K・S・P II 毒のある街





題名:K・S・P II 毒のある街
作者:香納諒一
発行:徳間書店 2008.09.30 初版
価格:\1,800



 K・S・Pとは、警視庁歌舞伎町特別分署<Kabukicho Special Precinct>のこと。今野敏のTOKAGEと言い、最近は、アメリカの人気ドラマCSIシリーズあたりにあやかった新しい部署名でのシリーズ化がブームなのだろうか。いまどき、CIAやFBIといった古臭い略称では読者は食いつかないのかもしれない。

 そのK・S・Pシリーズの二作目を読むとは自分では思っていなかった。一作目が、派手なアクション劇に終始しているために、香納諒一のそもそもの魅力である人間の掘り下げという部分が皆無であるように思えたからである。香納諒一という作家が、人間ではなくプロットに走っている最近の傾向に、いよいよ三行半を突きつけて、他の新しい作家を探しに出かけようと思いかけていた。

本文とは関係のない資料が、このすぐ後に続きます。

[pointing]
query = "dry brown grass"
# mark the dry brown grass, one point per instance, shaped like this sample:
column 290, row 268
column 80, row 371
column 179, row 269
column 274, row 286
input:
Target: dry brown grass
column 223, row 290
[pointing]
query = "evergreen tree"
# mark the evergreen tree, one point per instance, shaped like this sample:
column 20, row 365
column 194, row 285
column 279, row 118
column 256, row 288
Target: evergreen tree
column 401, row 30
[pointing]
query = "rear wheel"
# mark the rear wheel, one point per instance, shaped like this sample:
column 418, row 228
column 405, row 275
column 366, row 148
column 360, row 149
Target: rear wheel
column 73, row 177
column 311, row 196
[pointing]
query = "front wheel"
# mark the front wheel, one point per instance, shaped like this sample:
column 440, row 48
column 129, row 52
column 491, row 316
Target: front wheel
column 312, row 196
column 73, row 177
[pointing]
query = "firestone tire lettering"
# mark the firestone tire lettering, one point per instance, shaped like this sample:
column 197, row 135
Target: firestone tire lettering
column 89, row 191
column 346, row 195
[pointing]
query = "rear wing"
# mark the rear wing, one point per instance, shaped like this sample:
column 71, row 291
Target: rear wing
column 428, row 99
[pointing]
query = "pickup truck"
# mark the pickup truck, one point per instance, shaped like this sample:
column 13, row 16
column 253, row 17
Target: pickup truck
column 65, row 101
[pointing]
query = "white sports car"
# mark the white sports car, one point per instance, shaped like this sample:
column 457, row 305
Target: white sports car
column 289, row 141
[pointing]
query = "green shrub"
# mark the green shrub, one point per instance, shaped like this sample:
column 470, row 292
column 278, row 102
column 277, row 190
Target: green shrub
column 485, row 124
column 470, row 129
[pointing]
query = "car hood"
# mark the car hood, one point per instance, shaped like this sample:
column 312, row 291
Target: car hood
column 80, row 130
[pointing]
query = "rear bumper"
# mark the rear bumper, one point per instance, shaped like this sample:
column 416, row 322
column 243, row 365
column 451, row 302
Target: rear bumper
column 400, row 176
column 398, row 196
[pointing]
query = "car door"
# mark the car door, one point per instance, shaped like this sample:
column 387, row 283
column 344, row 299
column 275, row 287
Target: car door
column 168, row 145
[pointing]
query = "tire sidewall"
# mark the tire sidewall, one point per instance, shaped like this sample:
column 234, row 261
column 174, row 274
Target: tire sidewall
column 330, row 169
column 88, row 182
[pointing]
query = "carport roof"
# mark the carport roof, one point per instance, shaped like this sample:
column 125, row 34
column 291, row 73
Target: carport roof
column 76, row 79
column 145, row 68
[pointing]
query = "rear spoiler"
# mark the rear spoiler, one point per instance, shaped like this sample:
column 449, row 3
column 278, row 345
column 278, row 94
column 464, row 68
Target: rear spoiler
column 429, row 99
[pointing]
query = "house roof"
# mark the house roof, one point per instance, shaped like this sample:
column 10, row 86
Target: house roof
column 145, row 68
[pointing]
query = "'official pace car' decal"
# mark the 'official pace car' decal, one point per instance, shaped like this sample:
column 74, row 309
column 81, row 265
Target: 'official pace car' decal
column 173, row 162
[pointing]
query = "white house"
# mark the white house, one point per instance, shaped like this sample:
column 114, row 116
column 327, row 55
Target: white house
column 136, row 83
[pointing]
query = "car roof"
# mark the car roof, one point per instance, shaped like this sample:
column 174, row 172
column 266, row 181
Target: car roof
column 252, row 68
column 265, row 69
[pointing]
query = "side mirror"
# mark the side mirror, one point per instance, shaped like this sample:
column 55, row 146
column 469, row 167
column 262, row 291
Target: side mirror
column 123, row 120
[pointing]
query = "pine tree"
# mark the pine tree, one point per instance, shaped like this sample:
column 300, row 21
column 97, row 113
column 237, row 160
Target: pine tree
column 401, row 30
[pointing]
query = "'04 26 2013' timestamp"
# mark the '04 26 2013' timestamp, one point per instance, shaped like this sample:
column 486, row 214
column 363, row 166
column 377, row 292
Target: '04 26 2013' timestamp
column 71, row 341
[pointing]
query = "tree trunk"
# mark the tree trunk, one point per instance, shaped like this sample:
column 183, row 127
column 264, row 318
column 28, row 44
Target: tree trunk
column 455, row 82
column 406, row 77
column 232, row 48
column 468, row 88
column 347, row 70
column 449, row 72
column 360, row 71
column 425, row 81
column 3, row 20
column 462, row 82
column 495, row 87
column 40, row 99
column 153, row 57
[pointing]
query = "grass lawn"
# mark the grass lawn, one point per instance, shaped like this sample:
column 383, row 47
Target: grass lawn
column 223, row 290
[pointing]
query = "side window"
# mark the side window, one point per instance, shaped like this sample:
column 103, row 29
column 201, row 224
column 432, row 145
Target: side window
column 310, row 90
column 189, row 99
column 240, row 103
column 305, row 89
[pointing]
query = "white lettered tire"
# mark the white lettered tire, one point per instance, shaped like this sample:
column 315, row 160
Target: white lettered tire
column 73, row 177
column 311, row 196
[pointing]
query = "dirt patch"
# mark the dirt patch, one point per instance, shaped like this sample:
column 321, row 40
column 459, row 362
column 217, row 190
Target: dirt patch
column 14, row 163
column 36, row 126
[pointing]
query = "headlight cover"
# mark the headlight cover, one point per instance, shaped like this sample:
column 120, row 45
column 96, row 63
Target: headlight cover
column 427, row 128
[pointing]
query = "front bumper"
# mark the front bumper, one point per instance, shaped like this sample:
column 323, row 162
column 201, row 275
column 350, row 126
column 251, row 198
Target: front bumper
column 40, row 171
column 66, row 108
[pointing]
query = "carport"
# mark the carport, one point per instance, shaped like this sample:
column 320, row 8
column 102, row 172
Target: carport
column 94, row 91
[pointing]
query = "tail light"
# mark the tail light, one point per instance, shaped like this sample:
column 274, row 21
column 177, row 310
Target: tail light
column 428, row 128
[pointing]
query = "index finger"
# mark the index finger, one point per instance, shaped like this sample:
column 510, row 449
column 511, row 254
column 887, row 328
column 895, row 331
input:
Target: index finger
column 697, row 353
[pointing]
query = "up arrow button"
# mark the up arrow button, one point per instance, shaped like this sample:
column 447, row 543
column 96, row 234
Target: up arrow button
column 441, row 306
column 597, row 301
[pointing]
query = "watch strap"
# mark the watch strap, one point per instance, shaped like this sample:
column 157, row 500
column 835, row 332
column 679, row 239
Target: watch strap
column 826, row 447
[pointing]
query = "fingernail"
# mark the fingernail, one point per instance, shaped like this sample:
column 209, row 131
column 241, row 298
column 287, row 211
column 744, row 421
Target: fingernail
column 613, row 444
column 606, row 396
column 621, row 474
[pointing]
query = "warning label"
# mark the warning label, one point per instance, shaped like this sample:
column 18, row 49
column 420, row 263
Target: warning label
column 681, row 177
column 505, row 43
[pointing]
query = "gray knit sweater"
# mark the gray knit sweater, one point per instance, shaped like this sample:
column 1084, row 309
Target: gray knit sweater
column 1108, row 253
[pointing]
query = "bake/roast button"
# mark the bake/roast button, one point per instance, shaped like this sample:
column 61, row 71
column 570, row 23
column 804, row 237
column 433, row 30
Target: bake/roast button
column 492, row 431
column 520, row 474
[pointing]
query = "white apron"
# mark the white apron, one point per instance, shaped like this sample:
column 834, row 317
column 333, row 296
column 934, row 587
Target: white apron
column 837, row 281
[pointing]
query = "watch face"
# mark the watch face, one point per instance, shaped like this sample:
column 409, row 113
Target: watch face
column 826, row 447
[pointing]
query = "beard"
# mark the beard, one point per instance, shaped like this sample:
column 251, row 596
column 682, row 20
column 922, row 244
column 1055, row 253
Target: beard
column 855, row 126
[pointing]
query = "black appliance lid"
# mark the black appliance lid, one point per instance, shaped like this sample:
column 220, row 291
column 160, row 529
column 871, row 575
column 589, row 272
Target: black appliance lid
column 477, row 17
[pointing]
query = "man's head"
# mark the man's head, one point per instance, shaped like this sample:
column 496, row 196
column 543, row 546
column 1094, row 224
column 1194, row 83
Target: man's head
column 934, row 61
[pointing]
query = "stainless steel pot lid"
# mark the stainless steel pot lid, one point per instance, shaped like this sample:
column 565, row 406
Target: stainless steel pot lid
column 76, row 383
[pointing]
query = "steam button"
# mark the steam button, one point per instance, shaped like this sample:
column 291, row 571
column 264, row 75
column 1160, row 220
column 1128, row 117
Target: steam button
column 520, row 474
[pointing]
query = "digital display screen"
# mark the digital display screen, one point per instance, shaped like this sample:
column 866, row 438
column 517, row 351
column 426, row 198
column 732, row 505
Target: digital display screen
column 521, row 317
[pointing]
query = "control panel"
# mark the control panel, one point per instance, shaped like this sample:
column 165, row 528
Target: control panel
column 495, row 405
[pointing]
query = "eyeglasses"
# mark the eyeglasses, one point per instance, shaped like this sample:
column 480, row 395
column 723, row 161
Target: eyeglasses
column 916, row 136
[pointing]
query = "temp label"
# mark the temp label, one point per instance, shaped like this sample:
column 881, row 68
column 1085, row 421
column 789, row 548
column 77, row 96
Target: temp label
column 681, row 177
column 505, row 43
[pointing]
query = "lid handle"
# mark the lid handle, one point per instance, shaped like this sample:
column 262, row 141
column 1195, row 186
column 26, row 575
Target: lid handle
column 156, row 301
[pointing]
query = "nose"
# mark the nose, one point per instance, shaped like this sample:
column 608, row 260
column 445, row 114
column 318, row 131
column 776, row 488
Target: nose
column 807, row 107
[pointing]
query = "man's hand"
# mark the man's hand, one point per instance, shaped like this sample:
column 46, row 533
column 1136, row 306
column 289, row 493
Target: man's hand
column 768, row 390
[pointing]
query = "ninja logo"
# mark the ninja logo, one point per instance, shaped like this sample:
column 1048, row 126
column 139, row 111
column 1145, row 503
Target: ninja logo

 ところが、とある情報筋から、KSPは10巻くらいのロング・シリーズになるということを耳にした。もっともっと深堀りされてゆく関係図なども期待できるようである。となれば、1巻だけで見捨てるのも忍びない。というところで、改めて書店に走り、購入、読み始めたのがGW休暇で北へ向う船の中であった。

 ところがいい意味でぼくの予想を裏切る秀作であるために、驚いた。同シリーズなのに、一作目で失望し、二作目で引き戻される。これは何だろうか。

 シリーズならではの脇役刑事たちの存在感が、これを成功させたのだと思う。癖のある刑事たち、癖のある悪党たち、そうしたバイプレイヤーの描き方の巧さこそが香納諒一の真骨頂であると信じるぼくのような読者には、これはたまらないのだ。

 この気配で今後も書き継がれるシリーズになるとすれば、こいつは捨て置けない。新宿鮫は事件や時代性を追った大沢在昌のハードボイルドらしいシリーズではあるが、脇役たちの描き方は、類型的で、漫画的で、少し成熟味に欠ける部分があり、そいつが読んでいていたたまれない。しかし香納諒一の書く、屈折した存在たちはある意味、日本作家の中では圧巻である。

 国際的な犯罪の巣窟ともいえる歌舞伎町に、新宿鮫とは違った視点で、刑事たちのもがく姿が生々しく描かれたこの作品。同じペースで、あるいはそれ以上の緊迫感で描かれるであろう次作にもたまらなく期待してしまう。